President Macron, who has slavishly bowed at the feet of billionaires, chose not to satisfy the deep needs of the French people and even sinks deeper into the path of repression every day. This “rotten strategy” plays into the hands of the National Rally.
Despite differences between the right and the far right — differences dramatized by the media, which are differences in degree, not in their essence — there is in reality no discontinuity. The right wing of high finance, which Emmanuel Macron serves, and the extreme right of the reactionary bourgeoisie of Marine Le Pen form a terrible, dramatic political continuum that unites to defend a dying capitalism. One is neoliberal-globalized, the other obscurantist-nationalist, but both want the current economic system.
Macron and Le Pen share class interests
Over and above mutual personal hatreds, which exist, common class interests will soon bring them closer together in an effort to save their system, whatever the cost.
The people will have to find in themselves the energy to amplify their struggles in order to free themselves from the deadly vise where the jaws of the two-headed monster of the modern far-right will surround them: terrorist and reactionary political Islam on one side, selfish bourgeois and racist chauvinism on the other side. The danger is there.
Meanwhile, on Saturday, Dec. 22, for the “Act VI” of their mobilization, the Yellow Vests tested the effectiveness of the intelligence services. Watched very closely by the eyes of the Ministry of the Interior, their social networks called for a rally — a highly symbolic one — in front of the gates of the Château de Versailles. The prefect quickly ordered its closure and immediately sent the CRS [riot police] to guard the area and protect the businesses.
The protest was a decoy! Some 20 Yellow Vests, no more, were present on the scene that morning, to laugh at the joke and mock the mass arrival of the police.
At the same time, in Paris, most of their comrades dressed in yellow, who, to keep the action a surprise, were notified at the last minute, gathered around the Place de l’Étoile or around the Basilique du Sacré-Cœur at the top of the slopes of the Montmartre hill, among others.
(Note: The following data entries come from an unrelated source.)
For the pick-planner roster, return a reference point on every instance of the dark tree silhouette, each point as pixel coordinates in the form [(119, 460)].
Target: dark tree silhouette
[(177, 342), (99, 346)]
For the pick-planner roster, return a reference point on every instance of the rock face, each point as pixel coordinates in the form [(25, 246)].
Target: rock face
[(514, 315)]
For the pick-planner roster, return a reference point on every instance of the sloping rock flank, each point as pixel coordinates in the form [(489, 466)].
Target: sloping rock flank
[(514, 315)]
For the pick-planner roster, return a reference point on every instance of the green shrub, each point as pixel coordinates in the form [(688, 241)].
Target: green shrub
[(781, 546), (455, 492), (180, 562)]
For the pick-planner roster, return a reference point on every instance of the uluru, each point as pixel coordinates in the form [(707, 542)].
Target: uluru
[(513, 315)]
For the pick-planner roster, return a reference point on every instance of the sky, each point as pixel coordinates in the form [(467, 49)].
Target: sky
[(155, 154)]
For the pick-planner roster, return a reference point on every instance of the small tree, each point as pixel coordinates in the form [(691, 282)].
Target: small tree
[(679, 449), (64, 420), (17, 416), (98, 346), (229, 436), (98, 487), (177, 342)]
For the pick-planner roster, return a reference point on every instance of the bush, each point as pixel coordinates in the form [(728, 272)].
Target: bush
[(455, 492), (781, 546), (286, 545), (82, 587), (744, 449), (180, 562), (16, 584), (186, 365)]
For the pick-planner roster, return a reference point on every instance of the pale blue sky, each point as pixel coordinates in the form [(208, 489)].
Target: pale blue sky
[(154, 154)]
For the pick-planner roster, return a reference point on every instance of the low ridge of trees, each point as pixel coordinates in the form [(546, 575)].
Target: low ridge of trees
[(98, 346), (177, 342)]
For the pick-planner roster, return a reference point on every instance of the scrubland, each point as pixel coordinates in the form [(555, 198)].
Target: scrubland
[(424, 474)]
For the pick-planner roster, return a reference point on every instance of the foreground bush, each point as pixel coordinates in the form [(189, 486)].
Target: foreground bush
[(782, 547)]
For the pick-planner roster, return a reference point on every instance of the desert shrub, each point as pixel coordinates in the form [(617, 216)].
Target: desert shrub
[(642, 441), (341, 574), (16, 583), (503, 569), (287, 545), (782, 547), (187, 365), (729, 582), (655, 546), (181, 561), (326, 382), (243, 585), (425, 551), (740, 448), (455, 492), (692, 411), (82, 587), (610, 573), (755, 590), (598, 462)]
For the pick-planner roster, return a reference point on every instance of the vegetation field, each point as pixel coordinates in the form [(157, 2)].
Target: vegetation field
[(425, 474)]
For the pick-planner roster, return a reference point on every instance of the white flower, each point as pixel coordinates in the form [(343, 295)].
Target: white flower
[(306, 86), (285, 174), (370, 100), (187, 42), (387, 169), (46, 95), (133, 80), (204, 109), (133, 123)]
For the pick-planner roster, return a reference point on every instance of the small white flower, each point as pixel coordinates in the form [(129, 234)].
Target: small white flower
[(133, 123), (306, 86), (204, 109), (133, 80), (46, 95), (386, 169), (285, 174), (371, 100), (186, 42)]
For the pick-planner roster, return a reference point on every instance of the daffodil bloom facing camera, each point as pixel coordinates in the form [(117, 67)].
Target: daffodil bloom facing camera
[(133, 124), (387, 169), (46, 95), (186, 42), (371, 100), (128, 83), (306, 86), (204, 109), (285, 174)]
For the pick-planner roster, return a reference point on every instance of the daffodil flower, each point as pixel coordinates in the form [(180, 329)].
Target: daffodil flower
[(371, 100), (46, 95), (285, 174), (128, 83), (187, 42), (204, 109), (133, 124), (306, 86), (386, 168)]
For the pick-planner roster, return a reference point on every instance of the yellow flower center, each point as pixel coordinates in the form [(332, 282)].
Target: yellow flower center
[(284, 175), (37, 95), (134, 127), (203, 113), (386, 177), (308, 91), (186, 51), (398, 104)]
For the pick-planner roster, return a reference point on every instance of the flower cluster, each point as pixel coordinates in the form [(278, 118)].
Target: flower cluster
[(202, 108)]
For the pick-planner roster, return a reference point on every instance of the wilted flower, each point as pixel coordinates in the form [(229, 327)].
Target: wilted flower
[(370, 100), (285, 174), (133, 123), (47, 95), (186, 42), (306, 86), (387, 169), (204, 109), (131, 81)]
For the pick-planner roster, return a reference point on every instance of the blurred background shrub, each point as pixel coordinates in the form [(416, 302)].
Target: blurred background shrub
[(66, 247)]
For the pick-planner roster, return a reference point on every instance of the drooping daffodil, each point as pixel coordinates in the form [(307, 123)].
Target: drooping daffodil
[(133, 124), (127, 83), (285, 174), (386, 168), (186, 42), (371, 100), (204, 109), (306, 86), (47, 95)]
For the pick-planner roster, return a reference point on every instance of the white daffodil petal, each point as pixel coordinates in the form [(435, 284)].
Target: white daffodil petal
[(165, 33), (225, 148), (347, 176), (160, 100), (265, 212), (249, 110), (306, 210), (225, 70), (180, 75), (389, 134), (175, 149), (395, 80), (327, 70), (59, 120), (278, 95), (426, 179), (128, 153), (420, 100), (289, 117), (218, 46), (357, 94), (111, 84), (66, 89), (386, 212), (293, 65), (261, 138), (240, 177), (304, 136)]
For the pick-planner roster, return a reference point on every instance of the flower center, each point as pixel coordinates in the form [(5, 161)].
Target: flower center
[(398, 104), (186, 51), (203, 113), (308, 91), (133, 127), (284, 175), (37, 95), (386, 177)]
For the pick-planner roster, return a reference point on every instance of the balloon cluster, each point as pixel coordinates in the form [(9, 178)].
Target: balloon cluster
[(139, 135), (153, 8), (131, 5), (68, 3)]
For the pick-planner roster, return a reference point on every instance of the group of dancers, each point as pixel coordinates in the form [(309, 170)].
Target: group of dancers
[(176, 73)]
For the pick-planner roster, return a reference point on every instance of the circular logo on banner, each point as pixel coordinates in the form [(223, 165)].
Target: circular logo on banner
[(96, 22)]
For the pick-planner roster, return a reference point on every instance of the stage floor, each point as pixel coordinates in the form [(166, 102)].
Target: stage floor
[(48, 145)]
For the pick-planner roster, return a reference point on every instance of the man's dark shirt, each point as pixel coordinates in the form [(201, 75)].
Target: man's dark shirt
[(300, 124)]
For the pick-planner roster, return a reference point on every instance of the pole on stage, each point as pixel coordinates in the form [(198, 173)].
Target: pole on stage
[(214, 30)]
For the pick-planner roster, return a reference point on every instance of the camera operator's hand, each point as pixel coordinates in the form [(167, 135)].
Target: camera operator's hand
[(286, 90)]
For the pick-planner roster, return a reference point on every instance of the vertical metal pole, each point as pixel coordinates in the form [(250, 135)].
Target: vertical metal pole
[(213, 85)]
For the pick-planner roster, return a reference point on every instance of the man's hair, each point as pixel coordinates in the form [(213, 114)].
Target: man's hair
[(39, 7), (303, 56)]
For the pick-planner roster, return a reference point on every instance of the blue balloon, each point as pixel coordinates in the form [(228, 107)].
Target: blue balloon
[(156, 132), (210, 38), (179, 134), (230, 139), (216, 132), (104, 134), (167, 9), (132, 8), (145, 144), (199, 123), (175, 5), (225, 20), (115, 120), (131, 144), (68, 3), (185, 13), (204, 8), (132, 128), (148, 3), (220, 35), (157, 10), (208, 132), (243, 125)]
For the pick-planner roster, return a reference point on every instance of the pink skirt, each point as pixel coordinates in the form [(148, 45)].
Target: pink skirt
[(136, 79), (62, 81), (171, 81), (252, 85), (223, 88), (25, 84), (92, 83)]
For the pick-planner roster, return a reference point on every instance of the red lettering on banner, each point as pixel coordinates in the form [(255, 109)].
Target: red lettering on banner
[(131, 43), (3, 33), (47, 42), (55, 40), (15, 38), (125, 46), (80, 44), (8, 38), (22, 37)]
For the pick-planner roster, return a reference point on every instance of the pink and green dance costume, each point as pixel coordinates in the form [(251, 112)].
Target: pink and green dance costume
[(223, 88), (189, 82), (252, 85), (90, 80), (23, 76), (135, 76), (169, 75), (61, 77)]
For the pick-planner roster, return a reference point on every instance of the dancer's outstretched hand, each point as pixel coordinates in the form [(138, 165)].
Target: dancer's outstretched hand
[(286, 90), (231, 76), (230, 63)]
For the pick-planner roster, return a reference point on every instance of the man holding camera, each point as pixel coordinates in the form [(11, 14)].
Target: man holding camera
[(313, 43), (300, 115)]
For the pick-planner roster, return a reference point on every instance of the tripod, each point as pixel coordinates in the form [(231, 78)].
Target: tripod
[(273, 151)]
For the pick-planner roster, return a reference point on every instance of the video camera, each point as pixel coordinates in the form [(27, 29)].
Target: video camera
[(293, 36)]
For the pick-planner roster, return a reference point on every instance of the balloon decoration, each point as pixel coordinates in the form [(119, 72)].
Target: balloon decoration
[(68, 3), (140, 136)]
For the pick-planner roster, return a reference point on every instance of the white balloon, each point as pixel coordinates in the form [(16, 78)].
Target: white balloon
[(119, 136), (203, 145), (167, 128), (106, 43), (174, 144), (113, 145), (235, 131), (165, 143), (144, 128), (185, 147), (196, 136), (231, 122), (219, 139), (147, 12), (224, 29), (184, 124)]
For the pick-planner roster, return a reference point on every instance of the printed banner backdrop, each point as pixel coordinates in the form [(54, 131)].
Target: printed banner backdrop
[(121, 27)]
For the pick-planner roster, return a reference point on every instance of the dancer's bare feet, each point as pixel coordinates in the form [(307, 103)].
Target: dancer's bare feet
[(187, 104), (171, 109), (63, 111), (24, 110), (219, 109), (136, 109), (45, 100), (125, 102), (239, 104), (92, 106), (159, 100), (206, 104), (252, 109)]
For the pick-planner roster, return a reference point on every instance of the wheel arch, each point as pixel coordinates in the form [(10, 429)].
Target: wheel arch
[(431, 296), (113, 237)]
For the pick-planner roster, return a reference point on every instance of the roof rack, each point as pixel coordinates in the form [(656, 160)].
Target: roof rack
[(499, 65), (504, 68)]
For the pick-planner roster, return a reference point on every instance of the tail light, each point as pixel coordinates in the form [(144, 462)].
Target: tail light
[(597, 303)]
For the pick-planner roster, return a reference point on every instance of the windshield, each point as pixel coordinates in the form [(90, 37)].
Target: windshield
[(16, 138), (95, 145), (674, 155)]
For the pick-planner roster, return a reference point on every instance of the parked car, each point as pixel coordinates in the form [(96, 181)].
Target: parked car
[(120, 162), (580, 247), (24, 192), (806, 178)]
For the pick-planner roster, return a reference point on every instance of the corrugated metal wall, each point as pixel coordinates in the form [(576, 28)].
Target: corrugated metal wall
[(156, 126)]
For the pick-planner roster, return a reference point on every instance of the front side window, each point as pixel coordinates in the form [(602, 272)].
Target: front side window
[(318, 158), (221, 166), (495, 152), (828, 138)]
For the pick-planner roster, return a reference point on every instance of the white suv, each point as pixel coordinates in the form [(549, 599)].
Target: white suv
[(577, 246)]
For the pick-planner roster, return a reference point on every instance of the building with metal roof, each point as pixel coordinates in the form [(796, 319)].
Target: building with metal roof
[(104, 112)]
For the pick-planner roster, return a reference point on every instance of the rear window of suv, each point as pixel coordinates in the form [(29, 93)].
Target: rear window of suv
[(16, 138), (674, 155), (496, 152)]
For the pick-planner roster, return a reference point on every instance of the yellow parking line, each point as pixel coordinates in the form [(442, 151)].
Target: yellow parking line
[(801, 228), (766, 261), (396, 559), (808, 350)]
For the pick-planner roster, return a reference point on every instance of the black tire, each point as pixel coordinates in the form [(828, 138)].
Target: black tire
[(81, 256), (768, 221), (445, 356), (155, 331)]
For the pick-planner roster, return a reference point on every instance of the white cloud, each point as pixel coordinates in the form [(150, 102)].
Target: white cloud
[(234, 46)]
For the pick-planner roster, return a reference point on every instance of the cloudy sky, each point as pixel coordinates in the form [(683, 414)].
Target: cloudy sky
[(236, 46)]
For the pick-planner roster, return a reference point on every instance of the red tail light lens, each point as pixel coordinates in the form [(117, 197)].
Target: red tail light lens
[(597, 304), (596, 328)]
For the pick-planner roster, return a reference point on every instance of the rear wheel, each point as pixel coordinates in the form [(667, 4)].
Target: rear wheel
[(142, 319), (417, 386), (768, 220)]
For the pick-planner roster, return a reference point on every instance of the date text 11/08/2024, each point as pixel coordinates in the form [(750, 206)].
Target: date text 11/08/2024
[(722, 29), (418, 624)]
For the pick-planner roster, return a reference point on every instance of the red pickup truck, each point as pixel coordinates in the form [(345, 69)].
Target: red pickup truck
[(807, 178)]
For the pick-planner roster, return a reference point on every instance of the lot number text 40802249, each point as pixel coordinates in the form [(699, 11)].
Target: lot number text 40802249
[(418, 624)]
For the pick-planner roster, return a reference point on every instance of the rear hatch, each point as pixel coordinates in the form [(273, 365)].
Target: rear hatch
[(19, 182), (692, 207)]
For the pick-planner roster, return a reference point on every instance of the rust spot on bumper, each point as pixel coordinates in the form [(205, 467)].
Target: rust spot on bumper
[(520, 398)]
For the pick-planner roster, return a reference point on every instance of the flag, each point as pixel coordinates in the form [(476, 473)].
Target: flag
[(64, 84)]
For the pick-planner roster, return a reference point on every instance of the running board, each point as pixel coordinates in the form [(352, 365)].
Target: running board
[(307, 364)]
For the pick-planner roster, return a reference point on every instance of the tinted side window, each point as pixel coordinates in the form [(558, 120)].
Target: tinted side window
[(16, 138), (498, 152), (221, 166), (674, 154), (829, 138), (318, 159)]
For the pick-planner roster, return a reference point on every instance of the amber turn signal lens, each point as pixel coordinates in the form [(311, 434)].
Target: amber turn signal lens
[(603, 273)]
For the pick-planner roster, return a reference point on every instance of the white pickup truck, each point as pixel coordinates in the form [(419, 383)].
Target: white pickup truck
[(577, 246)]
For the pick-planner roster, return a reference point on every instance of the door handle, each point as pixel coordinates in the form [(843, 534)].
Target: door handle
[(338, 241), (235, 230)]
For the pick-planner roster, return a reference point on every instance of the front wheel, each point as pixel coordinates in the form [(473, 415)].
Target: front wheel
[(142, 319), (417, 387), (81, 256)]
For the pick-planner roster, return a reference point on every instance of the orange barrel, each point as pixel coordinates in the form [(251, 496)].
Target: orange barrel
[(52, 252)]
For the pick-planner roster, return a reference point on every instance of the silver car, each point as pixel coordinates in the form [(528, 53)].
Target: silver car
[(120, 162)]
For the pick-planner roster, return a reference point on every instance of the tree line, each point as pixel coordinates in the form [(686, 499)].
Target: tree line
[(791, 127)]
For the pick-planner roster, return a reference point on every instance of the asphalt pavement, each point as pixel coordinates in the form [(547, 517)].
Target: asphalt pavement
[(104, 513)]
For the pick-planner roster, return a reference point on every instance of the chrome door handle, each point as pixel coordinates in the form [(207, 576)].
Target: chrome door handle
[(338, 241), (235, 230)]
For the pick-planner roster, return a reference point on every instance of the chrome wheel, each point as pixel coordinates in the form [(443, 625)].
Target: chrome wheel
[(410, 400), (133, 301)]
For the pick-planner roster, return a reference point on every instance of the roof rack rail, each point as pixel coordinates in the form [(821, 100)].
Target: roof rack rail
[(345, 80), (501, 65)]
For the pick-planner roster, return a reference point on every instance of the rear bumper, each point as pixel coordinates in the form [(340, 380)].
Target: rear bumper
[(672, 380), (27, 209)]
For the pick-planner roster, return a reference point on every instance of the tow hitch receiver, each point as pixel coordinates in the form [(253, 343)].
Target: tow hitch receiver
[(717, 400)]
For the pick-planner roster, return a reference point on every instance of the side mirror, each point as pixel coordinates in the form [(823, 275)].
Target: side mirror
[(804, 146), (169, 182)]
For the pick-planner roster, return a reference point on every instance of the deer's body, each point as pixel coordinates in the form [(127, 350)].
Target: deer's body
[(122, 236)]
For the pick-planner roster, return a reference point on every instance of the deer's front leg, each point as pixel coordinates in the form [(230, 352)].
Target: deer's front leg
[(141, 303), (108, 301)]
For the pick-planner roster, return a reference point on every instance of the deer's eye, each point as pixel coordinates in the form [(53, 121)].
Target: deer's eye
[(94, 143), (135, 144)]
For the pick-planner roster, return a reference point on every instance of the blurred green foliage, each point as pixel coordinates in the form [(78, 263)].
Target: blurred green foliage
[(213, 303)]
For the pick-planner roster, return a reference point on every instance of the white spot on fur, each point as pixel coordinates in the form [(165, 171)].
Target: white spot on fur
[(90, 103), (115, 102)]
And since Parisian security devices had boasted of being “extremely mobile” in previous weeks, groups of Yellow Vests played cat and mouse with them, making them run all day long in the streets of the capital, blocking the traffic routes at random, here and there, to a concert of horns of supportive motorists and the applause of amused tourists.
On Dec. 22, however, the police did succeed in stopping, at different points in the territory, several particularly active “symbols” of Yellow Vests. This was the case with Éric Drouet, arrested at midday in the Madeleine district of Paris and placed in police custody for “unlawfully organizing a demonstration, participating in a group formed for violence or degradation, and carrying a prohibited weapon.”
The weapon in question was a piece of wood. Its owner, a professional truck driver, keeps it on him at all times as a means of defense, according to his lawyer. Immediately after the announcement of Drouet’s arrest, hundreds of Yellow Vests emerged from this sovereign people, all proclaiming themselves “leaders of the movement” and demanding Drouet’s release … or their own arrest!
Herrera is a Marxist economist, a researcher at the Centre national de la Recherche scientifique (CNRS), who works at the Centre d’Économie de la Sorbonne, Paris. WW staff translated this article.